Each child who entered the system was forbidden to speak the language of their nation and was told that all they had been taught up until that point was evil and a lie. They were given haircuts and forced to take new names. Anybody caught speaking their language or using their old name was severely punished.
This wasn't even an attempt to teach the children how to get ahead in society. Half their days were spent learning unskilled trades preparing them for a life of service to their "betters". The boys were taught janitorial skills and yard work, while the young girls were taught how to be either scullery maids or other forms of household drudges.
It was bad enough that they were ripped away from their families and emotionally, mentally, and physically abused by the staff of these institutions during the day. What went on at night in the dormitories is the stuff of nightmares. Many of the students, male and female, were sexually abused on a continual basis for their entire stay in these prisons.
The end result of these schools was the creation of a generation of people who were almost completely cut off from their own culture and not capable of existing in the one they were supposedly "trained" to take part in: A lost generation of scared, hurt, and, lonely people, damaged far beyond anything most of us can understand.
By the year 2005 the federal government of Canada under the Liberal party had agreed to certain measures to redress the issue. Various financial packages were offered, and it was promised as part of the deal that the government would offer an official apology for the policy.
But now the current administration, the Conservative Party of Canada has reneged on that promise. In fact from comments made by the Indian Affairs Minister, Jim Prentice, lead one to believe that the government is trying to whitewash what exactly the schools did.
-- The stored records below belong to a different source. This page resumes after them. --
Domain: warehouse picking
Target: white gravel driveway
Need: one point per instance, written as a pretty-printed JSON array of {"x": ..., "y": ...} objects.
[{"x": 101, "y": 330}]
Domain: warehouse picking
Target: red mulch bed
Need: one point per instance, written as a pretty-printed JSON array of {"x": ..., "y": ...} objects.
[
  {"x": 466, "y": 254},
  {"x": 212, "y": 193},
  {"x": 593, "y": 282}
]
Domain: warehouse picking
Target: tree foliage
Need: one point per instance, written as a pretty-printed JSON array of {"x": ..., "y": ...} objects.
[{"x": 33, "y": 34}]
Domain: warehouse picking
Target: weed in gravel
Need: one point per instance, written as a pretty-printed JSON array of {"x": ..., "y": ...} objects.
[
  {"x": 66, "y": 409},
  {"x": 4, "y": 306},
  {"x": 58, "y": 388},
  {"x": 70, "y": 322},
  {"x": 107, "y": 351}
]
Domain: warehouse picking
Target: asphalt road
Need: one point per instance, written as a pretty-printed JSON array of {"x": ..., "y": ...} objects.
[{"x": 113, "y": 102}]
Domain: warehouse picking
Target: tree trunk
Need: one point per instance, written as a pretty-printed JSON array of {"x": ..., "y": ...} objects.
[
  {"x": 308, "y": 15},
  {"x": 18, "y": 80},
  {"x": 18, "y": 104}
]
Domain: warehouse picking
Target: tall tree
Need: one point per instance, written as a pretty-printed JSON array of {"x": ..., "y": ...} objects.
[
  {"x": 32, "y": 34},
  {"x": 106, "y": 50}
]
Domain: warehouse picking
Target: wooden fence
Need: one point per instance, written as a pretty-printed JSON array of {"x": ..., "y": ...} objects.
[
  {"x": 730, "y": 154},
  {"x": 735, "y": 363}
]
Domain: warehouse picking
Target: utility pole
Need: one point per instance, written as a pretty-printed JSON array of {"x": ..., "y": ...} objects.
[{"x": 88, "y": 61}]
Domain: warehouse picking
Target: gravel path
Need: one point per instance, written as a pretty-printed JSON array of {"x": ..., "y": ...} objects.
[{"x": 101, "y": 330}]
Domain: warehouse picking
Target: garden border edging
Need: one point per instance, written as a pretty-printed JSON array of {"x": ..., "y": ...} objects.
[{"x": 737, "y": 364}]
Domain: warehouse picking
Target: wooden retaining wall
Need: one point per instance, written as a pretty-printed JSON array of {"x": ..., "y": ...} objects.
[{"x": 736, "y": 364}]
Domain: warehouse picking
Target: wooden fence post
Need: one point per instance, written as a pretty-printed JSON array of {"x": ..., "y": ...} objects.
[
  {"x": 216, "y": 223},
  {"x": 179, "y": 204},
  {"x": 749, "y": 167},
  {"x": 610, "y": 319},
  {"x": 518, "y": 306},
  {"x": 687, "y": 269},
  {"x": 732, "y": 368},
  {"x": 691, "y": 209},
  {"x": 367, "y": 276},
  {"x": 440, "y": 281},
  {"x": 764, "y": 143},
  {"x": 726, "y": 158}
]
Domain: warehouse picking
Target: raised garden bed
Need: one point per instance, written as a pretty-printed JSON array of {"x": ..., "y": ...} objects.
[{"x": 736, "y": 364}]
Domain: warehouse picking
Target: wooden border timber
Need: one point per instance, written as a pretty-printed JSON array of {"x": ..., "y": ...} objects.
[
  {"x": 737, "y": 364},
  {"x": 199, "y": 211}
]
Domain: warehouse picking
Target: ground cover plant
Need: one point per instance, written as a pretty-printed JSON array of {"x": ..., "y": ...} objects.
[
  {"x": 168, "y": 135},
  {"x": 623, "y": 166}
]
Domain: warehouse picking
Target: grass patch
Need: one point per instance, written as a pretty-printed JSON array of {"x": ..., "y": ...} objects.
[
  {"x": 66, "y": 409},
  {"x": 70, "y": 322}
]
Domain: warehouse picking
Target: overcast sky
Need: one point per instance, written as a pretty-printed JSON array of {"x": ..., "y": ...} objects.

The most he will say is that the residential schools involved a difficult time in our history, but – and this is the real killer – "the underlying objective had been to provide aboriginal children with an education". Which means that Jim Prentice is either a professional liar or an ignorant fool who doesn't even read history books.
But then again the Conservative Party already knows that Native Canadians aren't going to vote for them, and neither are people who are sympathetic to their plight. They're playing to their constituents, the people who believe that Native people are welfare drunks who lost the war and are lucky we give them anything.
To say that Native leaders are appalled is to put it mildly. To go from a government which recognised the damage caused by the Residential School System, to one that wants to gloss over the nasty bits of our history and make out that the policy had its heart in the right place, is worse than insulting, and it's obscene. I would like to ask Jim Prentice a question, seeing how he thinks this policy was so benign.
How would he like his children taken away from him and made to change the names he had given them, learn a language that prevented him from talking to them, and be told that all he believed was a lie and evil? Wouldn't he want someone to apologise to him for treating his children like that?
The effects of the Residential Schools are still being felt on reserves today as the children of the people who attended them are now a second generation of lost people. They live out in the middle of nowhere with no running water or electricity much of the time, and with little or no connection to their nation's past, or any connection to the land.
While many countries face a difficult battle these days in trying to preserve their cultural identities in the face of an onslaught of homogenisation, the First Nation people of Canada are dealing with trying to teach two generations of people what was stolen from them by government policy. It's just too bad that our current government doesn't view cultural genocide as something you should apologise for.